The simulated or “mock” inspection idea was first developed by InterNACHI and is a membership requirement for new inspectors www.nachi.org/membership.htm
Accepting simulated inspections is only a step away from accepting virtual inspections www.nachi.org/advancedcourses.htm
Everyone should attend the meeting on August 7, 2008.
From my point of view one of the problems with this proposed “fine tuning” is that Module 5 work can be done only after Module 1-4 is finished.
Why do they not want to allow “simulated” (practice or mock, call them what you will) inspections during the training on Mods 1 - 4?
For example, part of Module 2 deals with electrical issues, as well as other interior concerns. Why cant the simulated inspection deal with that particular section? Not allowing the student to do so may be compared to not allowing a medical student contact with a patient until finishing all of med school, or, a chemistry major not being able to do any lab work until the end of his 4 years in college. Imagine a law student never writing a brief or experiencing a mock trial until graduation. By having simulated inspections dealing with what has recently been learned, it is similar to a hands on test that any of these professionals or even an apprentice trades person would do. The apprentice sparky works on electrical systems during training, not after completion of schooling. Apprentice carpenters, heavy equipment operators, plumbers - all the same.
This perceived “tweaking” of the state mandated course of instruction will, I believe, do little to turn out a better qualified student. In fact, it may work in the opposite.
Yes, please do turn out at the meeting on 7 August.
Voice your opinion on these issues. The law in NY State was established to “protect the public”. I believe what the members of the advisory council propose will actually be contrary to that goal. If we want well qualified people entering the field and eventually replacing us as we retire the council and counsel needs the input from practicing, full time, experienced inspectors
This opinion is based on my experience instructing students for home inspection licensing over the past year at CATS of ALBANY where I am Senior Instructor. CATS of Albany is a New York State approved Home Inspector Training and Continuing Education facility.
I believe this amendment is aimed at stopping the requirement of having schools mandated to offer Module 5 as a part of the HI program. Currently, its is a requirement. Personally, it seems to be aimed at the operation of one school I can think of.
I support the current requirement disallowing Module 5 until after all other modules are completed.
The purpose of modue 5 is to test the competency and readiness of course graduates. Having a student perform a mock inspection of components covered in any particular module might be beneficial, to a point.
It will not, however, meet the requirements of the law, which is pretty specific.
To the notion of “virtual” inspections, I believe it will never fly in NY State. A virtual inspection may be of some use in an advanced course, to exercise someones ability to identify and describe a photographed defect. But, we all know that there is nothing like performing an actual inspection, where all senses are relied upon by the inspector. This is of paramount importance for the brand new graduate.

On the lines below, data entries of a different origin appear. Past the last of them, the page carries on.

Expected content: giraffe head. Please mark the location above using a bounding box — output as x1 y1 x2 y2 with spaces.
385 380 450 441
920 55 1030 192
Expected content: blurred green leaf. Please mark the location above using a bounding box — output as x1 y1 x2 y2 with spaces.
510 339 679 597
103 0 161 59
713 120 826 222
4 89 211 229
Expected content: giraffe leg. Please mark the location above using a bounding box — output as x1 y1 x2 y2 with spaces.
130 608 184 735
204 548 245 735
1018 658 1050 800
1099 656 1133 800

I speak from experience, as lead HI instructor for the past 2 years for Bill Merrell and the Merrell Institute, where I have taught hundreds of qualifying and CE credit-hours for HIs around NY.

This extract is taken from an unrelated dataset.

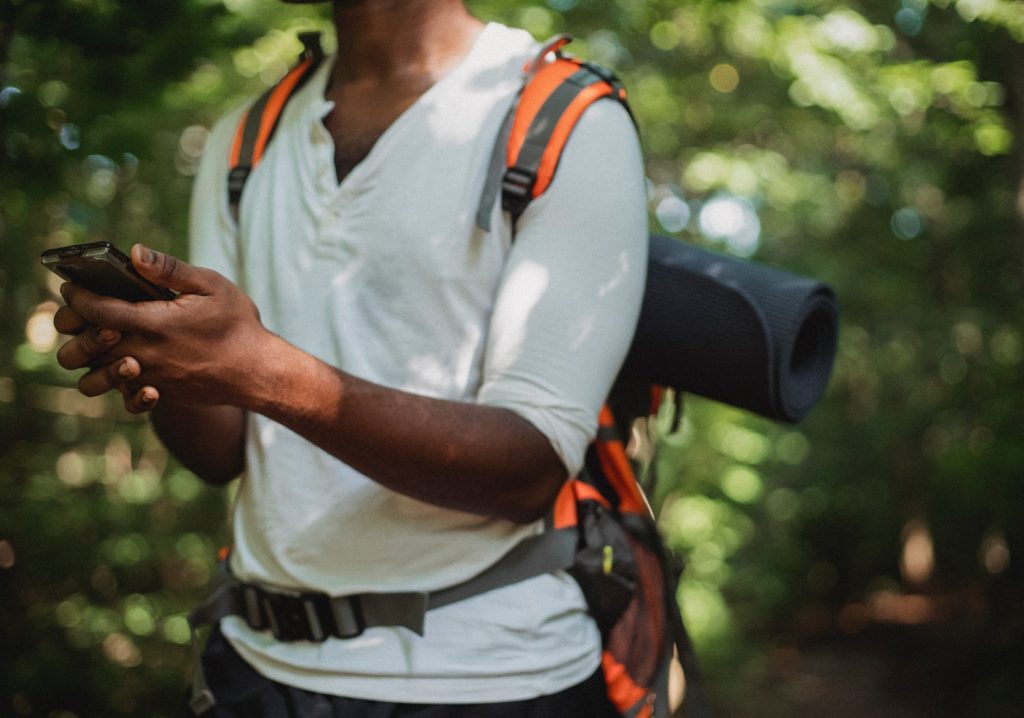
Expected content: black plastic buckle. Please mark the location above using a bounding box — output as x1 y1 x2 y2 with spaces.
227 165 252 205
261 592 330 643
502 167 537 217
329 596 367 638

Interesting perspective on the proposal. Yes, I agree on the purpose of module 5. However, they copy of the proposal I received indicated NO field work allowed until all of 1 -4 is done. Okay - how about a modification to the proposal, in essence a fine tuning of the wording. No full inspections until 1 -4 is done, and “mock” inspections will not count toward the 40 hours. However, allow for “mock” inspections to verify the student has grasped the concepts of particular sections of modules 1, 2 and 3. Consider the mock to be like “lab work” but the “final”, the 40 hours will be only the full inspections.

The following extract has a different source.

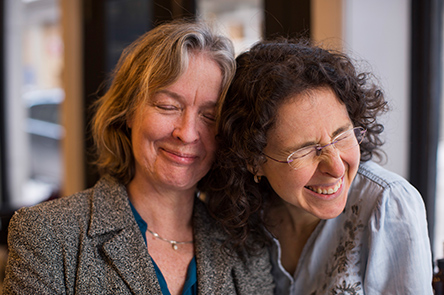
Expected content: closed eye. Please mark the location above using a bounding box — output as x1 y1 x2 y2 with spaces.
156 105 179 111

The other point I do not like about the proposal is dis-allowing homes that are manufactured or not on permanent foundations. Sorry, but numerous homes in the Catskills, Adirondacks or other “recreational” areas are not on permanent foundations, they sit on piers or blocks. Many were originally vacation properties and are now year around residences. They have all the electrical, plumbing, HVAC and safety concerns of a home built on a concrete block of poured foundation. Why disallow them?
Likewise, just because a structure is built in a factory, under controlled environmental conditions, and is transported to its’ site is no reason to disallow it for mod 5 purposes. I can show you very elaborate manufactured homes, some of 7 or 8 boxes (modules) transported from the factory to the home site. They have all the potential concerns of a site built / stick built structure. Like those site built homes, two identical units will develop different conditions based on the occupants and their attention to maintenance, remodeling, etc.
I do support periodic “fine tuning” but it should not be done so as to impede the instructors ability to teach and turn out well trained, competent and professional level inspectors that are knowledgeable well above the “basic table top level” of the minimal requirement provided by the license law.